Patients with an early form of non-small-cell lung cancer are “more than twice as likely” to die of the disease within four years if they have a mutation in the p53 oncogene, according to research conducted at the University of Rochester, in New York.
Traditionally, patients with early-stage lung cancer receive surgery but not chemotherapy or radiation treatment unless the cancer recurs. If scientists know that certain patients are much more likely to die of the disease — such as patients with mutations in the p53 gene — physicians may consider preventive chemotherapy earlier in their treatment regimens.
Steven Ahrendt, a researcher at the school’s James P. Wilmot Cancer Center, analyzed tumors from 188 patients with the cancer and found that the status of the p53 gene plays a pivotal role in distinguishing which patients are most likely to survive four years or more.
Ahrendt’s prospective study identified a sub-group of patients in whom cancer was diagnosed early and who do not have a p53 mutation. His team found that 78 percent of these patients lived four years or more — a survival rate four times higher than for similar patients.

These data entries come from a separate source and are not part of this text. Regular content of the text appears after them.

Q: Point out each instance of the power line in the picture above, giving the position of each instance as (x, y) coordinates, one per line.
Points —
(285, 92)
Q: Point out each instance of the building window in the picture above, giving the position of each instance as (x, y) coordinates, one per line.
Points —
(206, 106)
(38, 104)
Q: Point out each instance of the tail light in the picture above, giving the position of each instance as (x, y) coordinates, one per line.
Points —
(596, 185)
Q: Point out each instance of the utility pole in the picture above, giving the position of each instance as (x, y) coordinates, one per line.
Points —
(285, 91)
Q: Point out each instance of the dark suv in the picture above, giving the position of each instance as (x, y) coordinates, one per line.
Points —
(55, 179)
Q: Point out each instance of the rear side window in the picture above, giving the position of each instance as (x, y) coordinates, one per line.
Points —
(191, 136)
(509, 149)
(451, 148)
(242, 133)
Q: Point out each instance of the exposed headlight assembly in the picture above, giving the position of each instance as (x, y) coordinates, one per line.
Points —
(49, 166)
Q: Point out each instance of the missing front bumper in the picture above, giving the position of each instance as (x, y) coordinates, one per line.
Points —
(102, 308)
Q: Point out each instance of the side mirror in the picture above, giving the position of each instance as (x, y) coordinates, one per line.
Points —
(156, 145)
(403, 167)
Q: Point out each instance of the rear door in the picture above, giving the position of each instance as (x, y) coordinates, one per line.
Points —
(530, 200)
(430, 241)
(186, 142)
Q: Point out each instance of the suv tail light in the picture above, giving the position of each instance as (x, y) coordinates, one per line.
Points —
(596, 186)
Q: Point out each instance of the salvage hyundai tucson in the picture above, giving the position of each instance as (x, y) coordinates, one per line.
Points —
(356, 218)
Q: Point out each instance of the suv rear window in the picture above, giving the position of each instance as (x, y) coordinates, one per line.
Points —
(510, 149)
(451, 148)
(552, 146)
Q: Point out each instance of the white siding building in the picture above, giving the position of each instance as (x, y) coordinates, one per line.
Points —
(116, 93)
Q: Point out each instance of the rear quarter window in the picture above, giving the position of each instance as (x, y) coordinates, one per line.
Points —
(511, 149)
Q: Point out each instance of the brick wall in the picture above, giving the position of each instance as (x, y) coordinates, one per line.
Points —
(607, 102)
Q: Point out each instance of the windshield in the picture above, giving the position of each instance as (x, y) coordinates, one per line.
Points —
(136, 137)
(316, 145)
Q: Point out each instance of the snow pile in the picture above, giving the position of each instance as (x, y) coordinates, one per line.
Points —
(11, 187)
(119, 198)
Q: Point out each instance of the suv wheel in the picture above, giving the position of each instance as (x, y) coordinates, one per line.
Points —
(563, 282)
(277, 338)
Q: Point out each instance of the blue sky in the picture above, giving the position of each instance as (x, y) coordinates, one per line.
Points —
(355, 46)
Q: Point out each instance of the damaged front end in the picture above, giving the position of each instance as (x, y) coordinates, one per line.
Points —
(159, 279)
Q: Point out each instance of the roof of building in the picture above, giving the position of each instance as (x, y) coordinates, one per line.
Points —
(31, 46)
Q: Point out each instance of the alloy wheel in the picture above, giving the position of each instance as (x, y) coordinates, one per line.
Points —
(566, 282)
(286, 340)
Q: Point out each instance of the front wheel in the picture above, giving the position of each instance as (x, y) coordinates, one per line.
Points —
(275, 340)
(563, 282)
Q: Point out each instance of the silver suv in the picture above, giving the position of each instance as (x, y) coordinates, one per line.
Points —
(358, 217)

The researchers found mutations of the p53 gene, which normally produces a protein that helps repair or destroy damaged DNA, in 55 percent of the 188 tumors. In their study, 48 percent of early-stage lung cancer patients with a p53 mutation died within four years, compared to 22 percent of patients without the mutation.
The team also found that the type of p53 mutation matters: Patients with mutations that substituted one base for another “fared better” than patients with mutations that knocked out the function of the tumor-suppressing protein made by the gene. Results of their study appear in the July 2 issue of the Journal of the National Cancer Institute.
Lung cancer is the leading cause of death by cancer in men and women, and fewer than one in five patients live five years after diagnosis. However, between 40 percent and 60 percent of people in whom the disease is caught in the earliest stages live beyond five years.
“We need to confirm these results through a larger study, but this difference is large enough to be clinically meaningful,” said Ahrendt, who is also associate professor of surgery, oncology, and pathology at the university.
According to the researcher, “there is no easy, inexpensive blood test to check [a patient’s] p53 status.” The molecule is a “popular pharmaceutical target for drugs in development because it’s involved in many types of ... tumors, including breast, ovarian, bladder, brain and prostate cancers,” Ahrendt said.